Looking Back reviews opinions published in The Spokesman-Review during this week in history.
Space flight, Sept. 16, 1966
An S-R editorial lauded the Gemini 11 mission.
“The successful return to earth of the Gemini 11 astronauts brings feelings both of pride and relief to their earth-bound well-wishers.
“Their three-day adventure in space has added significantly to the body of knowledge we have accumulated concerning space travel. The less-than-satisfactory walk in space of astronaut Charles (Pete) Conrad Jr. may have yielded more valuable information than some of the other portions of the programmed maneuvers that went off without a hitch. The area of the unknown has been reduced considerably.
“In retrospect, it is somewhat astonishing that our entire series of space explorations has gone off without a major mishap. The worst accident to befall any astronaut was the injury suffered by John M. Glenn when he slipped in the bathtub at home some months after the successful conclusion of this journey beyond the world.”
Ross Perot, Sept. 13, 1996
An S-R editorial pushed for the inclusion of Ross Perot in the presidential debates.
“Let the squeaky Texan with an ego to match his billions cut in on Bill and Bob’s well-planned two-step this fall. Ross Perot might be the only one at the podium with the guts to ask questions Americans care about.

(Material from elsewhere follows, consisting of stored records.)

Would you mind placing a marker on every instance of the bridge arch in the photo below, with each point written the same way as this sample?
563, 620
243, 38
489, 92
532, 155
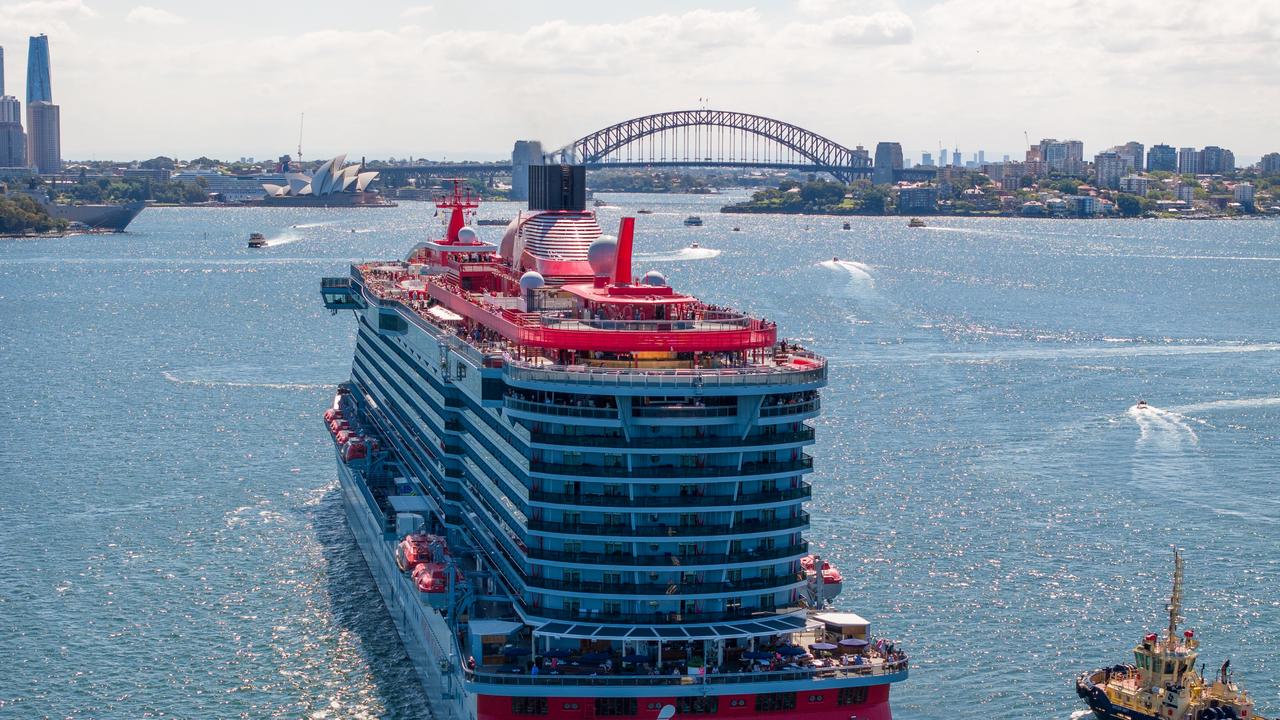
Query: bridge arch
821, 151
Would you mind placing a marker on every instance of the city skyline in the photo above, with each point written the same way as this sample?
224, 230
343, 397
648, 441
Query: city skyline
199, 81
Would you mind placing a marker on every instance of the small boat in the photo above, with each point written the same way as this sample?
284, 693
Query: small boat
1164, 683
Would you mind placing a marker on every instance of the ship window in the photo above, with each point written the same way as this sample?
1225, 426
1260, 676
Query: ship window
851, 696
696, 705
768, 702
615, 706
529, 706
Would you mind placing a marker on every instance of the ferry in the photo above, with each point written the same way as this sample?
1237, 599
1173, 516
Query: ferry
1162, 683
580, 491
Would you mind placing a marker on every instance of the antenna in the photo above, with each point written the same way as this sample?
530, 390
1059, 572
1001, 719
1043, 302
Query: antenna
1175, 600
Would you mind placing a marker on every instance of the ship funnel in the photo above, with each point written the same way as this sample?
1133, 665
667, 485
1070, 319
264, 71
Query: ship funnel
622, 263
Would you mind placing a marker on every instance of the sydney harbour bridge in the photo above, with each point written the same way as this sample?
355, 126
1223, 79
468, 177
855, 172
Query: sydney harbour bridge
693, 139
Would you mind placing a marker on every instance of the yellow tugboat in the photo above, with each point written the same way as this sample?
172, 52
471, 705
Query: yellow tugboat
1164, 683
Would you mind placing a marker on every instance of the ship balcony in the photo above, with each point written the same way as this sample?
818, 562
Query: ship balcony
694, 443
703, 502
789, 370
625, 531
801, 464
671, 589
659, 616
830, 675
670, 559
339, 294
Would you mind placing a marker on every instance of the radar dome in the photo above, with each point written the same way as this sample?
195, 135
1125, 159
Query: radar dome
654, 277
603, 254
533, 279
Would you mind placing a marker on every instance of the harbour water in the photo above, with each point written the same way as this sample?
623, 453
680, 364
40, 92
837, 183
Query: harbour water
172, 542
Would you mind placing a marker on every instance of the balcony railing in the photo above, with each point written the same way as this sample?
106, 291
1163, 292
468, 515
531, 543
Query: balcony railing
667, 441
800, 464
727, 587
794, 409
561, 410
691, 501
813, 674
743, 528
684, 378
658, 616
671, 559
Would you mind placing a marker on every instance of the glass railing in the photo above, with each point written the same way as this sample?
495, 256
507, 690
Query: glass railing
693, 501
746, 527
891, 671
663, 441
561, 410
671, 559
800, 464
658, 616
727, 587
794, 409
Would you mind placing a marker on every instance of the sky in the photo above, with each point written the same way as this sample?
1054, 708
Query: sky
453, 80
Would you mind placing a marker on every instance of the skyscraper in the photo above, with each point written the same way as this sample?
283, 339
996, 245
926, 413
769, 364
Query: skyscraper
44, 122
44, 137
39, 86
888, 158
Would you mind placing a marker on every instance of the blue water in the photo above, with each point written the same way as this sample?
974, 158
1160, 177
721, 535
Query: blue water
172, 542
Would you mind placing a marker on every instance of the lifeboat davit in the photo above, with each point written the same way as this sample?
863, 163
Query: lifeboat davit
832, 582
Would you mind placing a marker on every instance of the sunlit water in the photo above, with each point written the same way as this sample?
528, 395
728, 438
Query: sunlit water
170, 541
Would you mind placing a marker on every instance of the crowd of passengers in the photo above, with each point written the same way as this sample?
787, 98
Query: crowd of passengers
882, 656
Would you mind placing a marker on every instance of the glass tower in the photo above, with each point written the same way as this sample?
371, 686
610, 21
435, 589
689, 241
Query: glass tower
39, 87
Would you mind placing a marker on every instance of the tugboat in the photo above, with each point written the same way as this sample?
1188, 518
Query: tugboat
1164, 684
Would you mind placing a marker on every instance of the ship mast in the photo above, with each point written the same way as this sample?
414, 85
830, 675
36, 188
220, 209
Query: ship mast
1175, 601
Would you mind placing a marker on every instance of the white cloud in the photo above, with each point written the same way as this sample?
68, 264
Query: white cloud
149, 16
417, 10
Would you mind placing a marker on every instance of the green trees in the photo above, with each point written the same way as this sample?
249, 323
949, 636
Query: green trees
21, 213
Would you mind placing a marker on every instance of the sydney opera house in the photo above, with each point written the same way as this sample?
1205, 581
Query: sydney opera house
332, 185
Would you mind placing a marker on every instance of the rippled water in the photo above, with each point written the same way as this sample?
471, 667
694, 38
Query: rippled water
172, 545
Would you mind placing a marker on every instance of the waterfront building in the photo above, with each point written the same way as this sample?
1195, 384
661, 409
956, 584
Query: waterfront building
1188, 162
888, 159
44, 137
1136, 185
525, 154
1243, 192
1110, 167
919, 199
39, 83
150, 174
1162, 158
1270, 164
1214, 160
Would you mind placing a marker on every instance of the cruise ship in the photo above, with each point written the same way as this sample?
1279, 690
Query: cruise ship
580, 492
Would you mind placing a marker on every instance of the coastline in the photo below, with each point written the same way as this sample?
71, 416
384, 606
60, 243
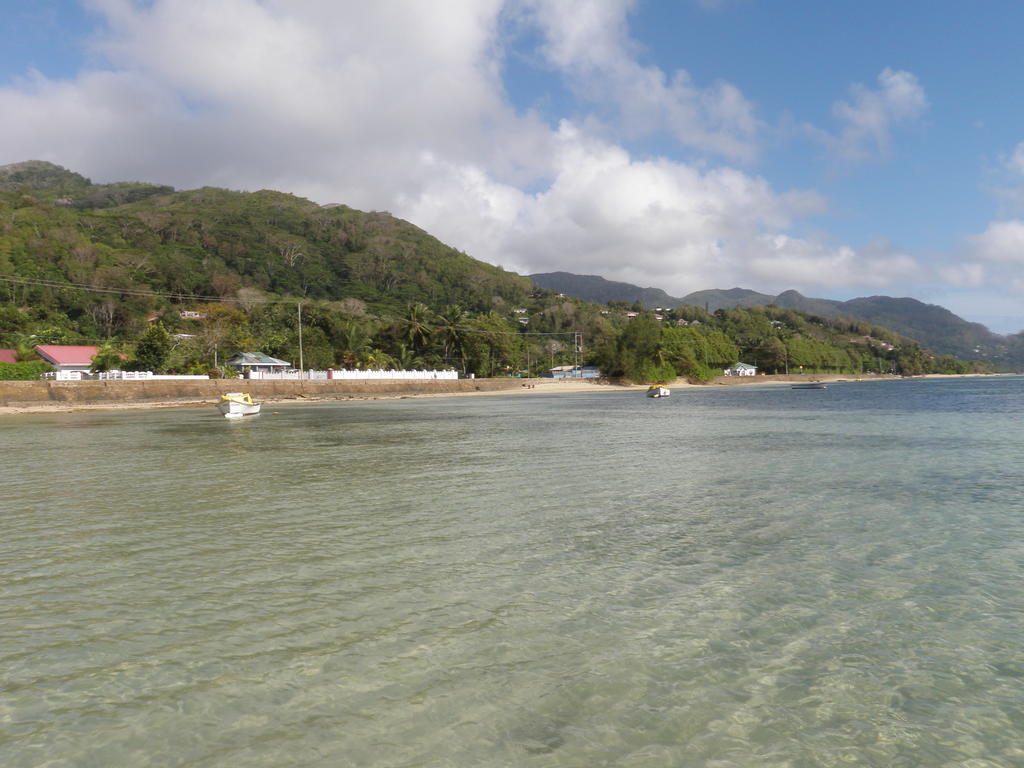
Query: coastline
481, 387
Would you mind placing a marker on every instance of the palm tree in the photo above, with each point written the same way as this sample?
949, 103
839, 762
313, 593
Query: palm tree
406, 359
415, 328
452, 330
353, 342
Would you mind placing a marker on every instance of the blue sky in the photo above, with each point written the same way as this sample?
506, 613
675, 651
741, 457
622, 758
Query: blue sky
839, 148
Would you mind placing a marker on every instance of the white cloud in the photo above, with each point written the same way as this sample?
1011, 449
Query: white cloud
589, 42
1015, 162
649, 222
400, 107
866, 121
1003, 242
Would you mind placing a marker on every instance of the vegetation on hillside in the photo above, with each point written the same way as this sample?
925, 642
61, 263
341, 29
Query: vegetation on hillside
180, 281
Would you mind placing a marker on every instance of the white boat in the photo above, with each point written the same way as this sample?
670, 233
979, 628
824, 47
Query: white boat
237, 404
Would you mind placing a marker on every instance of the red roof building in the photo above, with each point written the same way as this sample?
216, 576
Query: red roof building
67, 357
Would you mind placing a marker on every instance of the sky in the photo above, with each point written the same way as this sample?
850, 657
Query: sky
842, 148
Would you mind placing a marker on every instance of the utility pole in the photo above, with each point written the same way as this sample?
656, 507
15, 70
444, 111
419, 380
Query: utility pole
301, 361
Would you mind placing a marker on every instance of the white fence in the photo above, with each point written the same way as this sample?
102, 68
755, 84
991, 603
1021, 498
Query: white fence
354, 375
119, 376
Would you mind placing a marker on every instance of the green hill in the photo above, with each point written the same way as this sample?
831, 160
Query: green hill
57, 226
930, 325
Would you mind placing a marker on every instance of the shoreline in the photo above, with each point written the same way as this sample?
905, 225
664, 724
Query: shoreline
525, 387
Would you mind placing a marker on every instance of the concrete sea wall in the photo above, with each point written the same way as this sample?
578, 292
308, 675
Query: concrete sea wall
24, 393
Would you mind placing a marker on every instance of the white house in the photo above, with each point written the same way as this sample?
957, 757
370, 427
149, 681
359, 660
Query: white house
65, 357
256, 361
741, 369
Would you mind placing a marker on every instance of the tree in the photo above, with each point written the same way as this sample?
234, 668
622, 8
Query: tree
415, 330
105, 358
452, 331
153, 349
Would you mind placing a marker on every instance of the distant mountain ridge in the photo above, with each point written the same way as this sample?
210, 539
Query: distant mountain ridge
934, 327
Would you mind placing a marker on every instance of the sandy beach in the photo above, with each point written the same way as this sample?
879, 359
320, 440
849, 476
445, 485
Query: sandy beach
526, 387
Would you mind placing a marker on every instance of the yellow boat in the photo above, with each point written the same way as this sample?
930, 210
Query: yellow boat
237, 404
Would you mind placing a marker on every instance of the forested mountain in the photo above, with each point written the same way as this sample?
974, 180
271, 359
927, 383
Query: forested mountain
930, 325
601, 291
182, 280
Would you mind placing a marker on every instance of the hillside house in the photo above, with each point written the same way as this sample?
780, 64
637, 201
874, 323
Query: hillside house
573, 372
741, 369
68, 357
245, 361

“Remember the North American Free Trade Agreement? Much of the country – particularly the labor unions – believes George Bush, Bill Clinton and Bob Dole sold out the American worker by pushing the international pact. Perot does, too. He’s the only one available to press Bill and Bob about the issue they’d like to go away.
“For all his idiosyncracies and paranoia, Perot has earned a right to join in the presidential debates again. In 1992, he captured 19 percent of the vote. … And he’s on the ballot in all 50 states. Besides, he’d spice things up.”
Court shirks duty, Sept. 13, 2006
The editorial board panned the Idaho Supreme Court’s decision to drop its battle for adequate school buildings.
“The state Supreme Court has failed Idaho’s children by washing its hands of a long-running lawsuit to fix school buildings. After 16 years of briefs, counterbriefs and foot-dragging by the state of Idaho, the Supreme Court has closed the case and decided to rely on legislators to rectify the problem of unsafe or inadequate school buildings.
“Apparently, the justices haven’t paid attention to the legal maneuvering by lawmakers to ignore or sidestep every adverse court decision they’ve faced in this 1990 case. This includes the decision last December in which the Supreme Court declared the school funding system unconstitutional.”
The editorial continued: “One thing is clear: The justices have jettisoned common sense if they believe Republican Idaho legislators will act properly to fix deteriorating school buildings without a legal sword hanging over their heads.”
It concluded: “Apparently, the Supreme Court has shirked its duty to Idaho’s schoolchildren as much as the Legislature has.”